Nvidia GL libs access broken on Ubuntu 18.04

morphis · March 12, 2018, 6:12am

Hey,

I have a snap which uses EGL/OpenGL ES etc. Now I installed bionic on one of systems which breaks access of that snap to the host Nvidia GL libraries as bionic is now using GLVND and not shipping the nvidia driver in a dedicated /usr/lib/nvidia* directory anymore. With that, snap-confine does not etup /var/lib/snapd/gl inside the snap execution anymore and my snap has to rely on the build in Mesa GL bits from 16.04 which obviously fail on an Nvidia GPU driven system.

The problem should exist for any snap using a GL driver on a Nvidia system. Certain apps will propably fallback to a software renderer (chromium, …), but this is nothing we really want.

Are there already any plans to support GLVND driven systems with snapd/snap-confine?

For now I will switch that system back to exclusively use its Intel GPU.

Thanks.

regards,
Simon

zyga-snapd · March 12, 2018, 9:08am

So it seems the days when snap-confine used build-time choice as to use glvnd vs monolithic directory are over. As a test you could recompile snap-confine with different build options, disable reexec and see if that makes nvidia work. The unfortunate thing is that we don’t have many nvidia users on the core team so testing would be spotty.

The real solution is to compile both features (sans-glvnd and with-glvnd) into snap-confine and make the detection a runtime option. This will also reduce the set of features that make reexec incompatible with some distributions so it is a good thing in general. The only question is how to detect which one to enable on a given system.

I think this is something we have to address before 18.04 ships. CC @mvo @JamieBennett

morphis · March 12, 2018, 9:52am

Absolutely. Thanks for taking this up!

morphis · March 19, 2018, 7:53am

As suggested on another thread (see Nvidia acceleration on chrome and firefox - #2 by mborzecki) you can get easily access to a Nvidia GPU via AWS or Google Cloud.

zyga-snapd · March 19, 2018, 11:05am

We will soon have a new GTX 1030 for debugging this. We never managed to use a cloud based solution because it was always married to a special kernel.

morphis · March 19, 2018, 2:39pm

That is fine but it seems like having a spread test with some mocking and the Nvidia driver installed should help to avoid regressions in this area in the future.

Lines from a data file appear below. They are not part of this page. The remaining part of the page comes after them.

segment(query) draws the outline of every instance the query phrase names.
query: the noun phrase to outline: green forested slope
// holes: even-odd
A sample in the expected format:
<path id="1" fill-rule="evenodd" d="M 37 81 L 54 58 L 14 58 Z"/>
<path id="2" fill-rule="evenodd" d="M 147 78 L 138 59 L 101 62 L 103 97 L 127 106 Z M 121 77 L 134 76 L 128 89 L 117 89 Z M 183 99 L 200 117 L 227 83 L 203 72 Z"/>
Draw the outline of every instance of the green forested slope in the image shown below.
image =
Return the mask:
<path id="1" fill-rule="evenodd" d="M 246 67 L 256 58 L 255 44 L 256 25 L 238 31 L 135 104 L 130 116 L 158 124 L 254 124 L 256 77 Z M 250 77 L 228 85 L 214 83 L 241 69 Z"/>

From what I remember all snap-confine did to detect Nvidia are checks for file locations etc.

jdstrand · March 20, 2018, 9:43pm

Well, not necessarily-- can’t >=18.04 simply build with different options than <18.04?

morphis · March 21, 2018, 7:52am

I don’t know the details, but wouldn’t snap-confine come from the core snap if it is newer than what the deb ships? If that is true we would end up in a mixed-world…

jdstrand · March 21, 2018, 1:16pm

Yes, you are right. We would need runtime detection to properly support re-exec.

zyga-snapd · March 21, 2018, 1:33pm

No because there’s just one version, the one in the core snap.

jdstrand · March 21, 2018, 2:14pm

There are two snap-confine that must be considered with re-exec, the one in the snap and the one in the deb. The snap will always have the 16.04 non-glvnd compile build options, but what I was saying is that 18.04 could have different build options for glvnd, but corrected myself since that wouldn’t work with reexec since the snap has the 16.04 non-glvnd build options. Even if we only ever used the snap-confine from the core snap though, it is going to have to handle systems with and without glvnd, so I was agreeing with you and @morphis that the static build options may need to go away… Am I missing something?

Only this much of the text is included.